Analysis

Fed update: We expect a total of 200bp rate hikes this year starting with 50bp in March

Key takeaways

  • Economists, including ourselves and the Federal Reserve, continue to underestimate the underlying inflation pressure.

  • The Fed is behind the curve when looking at the current economic situation (actual data), different specifications of the Taylor-rule and financial conditions.

  • We change our Fed call and now expect the Fed to deliver 200bp rate hikes this year (versus 125bp previously). We expect the Fed to hike by 50bp in March and 25bp on each of the following six meetings. If so, the Fed funds target range should be 2.00- 2.25% by the end of the year.

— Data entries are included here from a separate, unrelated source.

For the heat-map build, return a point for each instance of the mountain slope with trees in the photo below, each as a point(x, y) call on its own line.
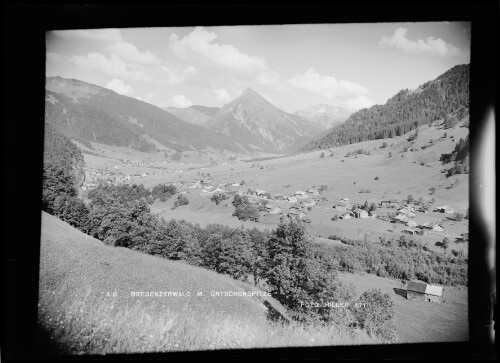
point(89, 113)
point(447, 95)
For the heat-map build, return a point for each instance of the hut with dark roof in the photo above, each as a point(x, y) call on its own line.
point(423, 291)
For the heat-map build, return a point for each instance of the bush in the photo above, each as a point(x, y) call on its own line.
point(181, 200)
point(247, 212)
point(239, 200)
point(445, 243)
point(217, 198)
point(376, 314)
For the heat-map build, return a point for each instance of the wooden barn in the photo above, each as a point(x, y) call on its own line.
point(423, 291)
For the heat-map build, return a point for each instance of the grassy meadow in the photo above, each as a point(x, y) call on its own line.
point(86, 307)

  • The door is open for an emergency rate hike near-term (like on 18 April 1994), but it is not our base case, as it is very rare. It also seems like investors misinterpreted comments from St Louis Fed President James Bullard

  • We expect the Fed to hike three times in 2023 and go on hold when the Fed funds target range reaches 2.75-3.00%.

  • We will not be surprised if the Fed announces it ends QE immediately although it did not happen over the weekend. We now expect the Fed to start QT in May with a cap between USD100-125bn (from June and USD75-100bn previously).

  • We still see risks skewed towards the Fed pulling the emergency brake by hiking sooner and more forcefully. This also means a higher risk of a recession down the road and we will not be surprised if the yield curve inverts reflecting higher recession fears.

  • The Fed needs to slow demand and reduce inflation fears by tightening monetary and financial conditions and that also increases the risk of a hard landing instead of a soft one.

Fed will hike by 50bp in March

Based on last week’s higher-than-anticipated CPI inflation print and Fed’s James Bullard’s hawkish comments, we are once again changing our Fed forecasts. We now expect the Fed to deliver a total of 200bp rate hikes this year with a 50bp rate hike in March and 25bp on all following six meetings. 50bp is a large hike but would reflect that the Fed recognises it is behind the curve. The last time the Fed hiked by 50bp was in May 2000. If we are right, the Fed funds target range should be 2.00-2.25% by the end of the year. The timing is difficult and we see risks as skewed towards the Fed front-loading some of the rate hikes by making more 50bp rate hikes.

We expect the Fed to hike three times in early 2023 and go on hold when the Fed funds target range reaches 2.75-3.00%.

We still see risks skewed towards the Fed pulling the emergency brakes by hiking sooner and more forcefully.